Results: Analyses revealed three general categories as emerging factors associated with the diffusion of crack use. Specifically, the diffusion of crack is attributed to macro-level structural factors, migration, and existing interdiction efforts. For instance, some respondents revealed that first time crack use experiences were prompted by friends who had spent time in the United States as undocumented immigrants. Accounts detail social gatherings in which small groups of users are exposed to crack use by these migrant men. Participants also perceive their use of crack as being attributed to the existing drug market. Respondents explained that in the past their use was limited to alcohol, marijuana, and inhalants. However, given that there had been a crack-down on the market, many of the drugs are now staying in their communities thus facilitating their initiation into new drugs such as crack.

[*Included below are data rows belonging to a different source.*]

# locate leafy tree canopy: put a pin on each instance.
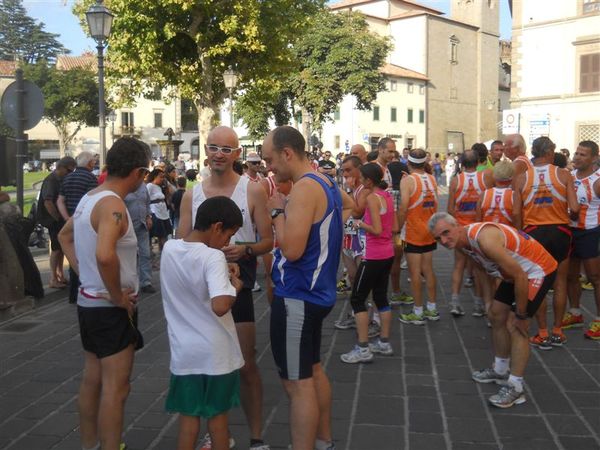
(21, 37)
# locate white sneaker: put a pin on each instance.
(357, 355)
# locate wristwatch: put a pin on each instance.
(276, 211)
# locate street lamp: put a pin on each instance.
(230, 78)
(99, 19)
(112, 117)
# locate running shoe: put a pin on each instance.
(456, 310)
(478, 310)
(593, 332)
(489, 375)
(571, 320)
(540, 342)
(382, 348)
(401, 298)
(431, 314)
(374, 329)
(346, 323)
(506, 397)
(357, 355)
(207, 443)
(412, 318)
(557, 340)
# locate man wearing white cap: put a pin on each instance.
(253, 162)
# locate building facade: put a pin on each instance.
(555, 88)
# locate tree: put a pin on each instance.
(338, 56)
(70, 99)
(21, 37)
(187, 44)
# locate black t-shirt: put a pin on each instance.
(396, 168)
(49, 191)
(328, 165)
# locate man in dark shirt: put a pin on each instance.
(74, 187)
(48, 216)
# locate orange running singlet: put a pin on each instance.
(421, 206)
(496, 205)
(544, 197)
(468, 189)
(535, 261)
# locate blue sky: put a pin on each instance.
(57, 16)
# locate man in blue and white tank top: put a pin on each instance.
(100, 242)
(309, 235)
(222, 150)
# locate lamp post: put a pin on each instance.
(230, 78)
(99, 19)
(112, 117)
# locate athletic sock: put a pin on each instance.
(516, 382)
(501, 365)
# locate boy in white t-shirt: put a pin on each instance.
(198, 289)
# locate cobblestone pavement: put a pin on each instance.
(420, 398)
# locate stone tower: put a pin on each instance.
(485, 15)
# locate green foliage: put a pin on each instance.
(70, 98)
(338, 56)
(23, 38)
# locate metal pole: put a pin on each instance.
(101, 112)
(20, 137)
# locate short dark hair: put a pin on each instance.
(355, 160)
(481, 151)
(542, 146)
(126, 155)
(383, 142)
(591, 145)
(374, 173)
(372, 156)
(66, 162)
(470, 159)
(218, 209)
(286, 136)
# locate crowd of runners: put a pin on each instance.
(520, 226)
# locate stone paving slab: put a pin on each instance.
(422, 397)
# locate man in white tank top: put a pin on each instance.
(100, 244)
(222, 149)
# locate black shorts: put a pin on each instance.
(53, 231)
(556, 239)
(585, 243)
(106, 331)
(243, 307)
(538, 288)
(411, 248)
(296, 336)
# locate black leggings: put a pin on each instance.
(372, 275)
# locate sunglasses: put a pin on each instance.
(216, 149)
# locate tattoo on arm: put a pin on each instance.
(118, 217)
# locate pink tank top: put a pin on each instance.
(380, 247)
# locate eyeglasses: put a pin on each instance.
(216, 149)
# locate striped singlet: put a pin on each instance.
(544, 197)
(497, 205)
(535, 261)
(422, 204)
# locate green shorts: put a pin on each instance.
(203, 395)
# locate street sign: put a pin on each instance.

Conclusions and Implications: Overall findings for this study have long term consequences given that existing research in Mexico has found high rates of underutilization of treatment services. Low rates of treatment seeking behavior have been attributed to factors such as the lack of recognition of addiction as a disease, social stigma and lack of integration of services. Moreover, Mexico’s public health system is not very extensive and geared more for insured workers or those in the public sector, while those patients who receive drug treatment do so in specialized centers. In conclusion, our data will contribute to designing peer-based prevention interventions that address social and contextual factors associated with the diffusion of crack use in México DF.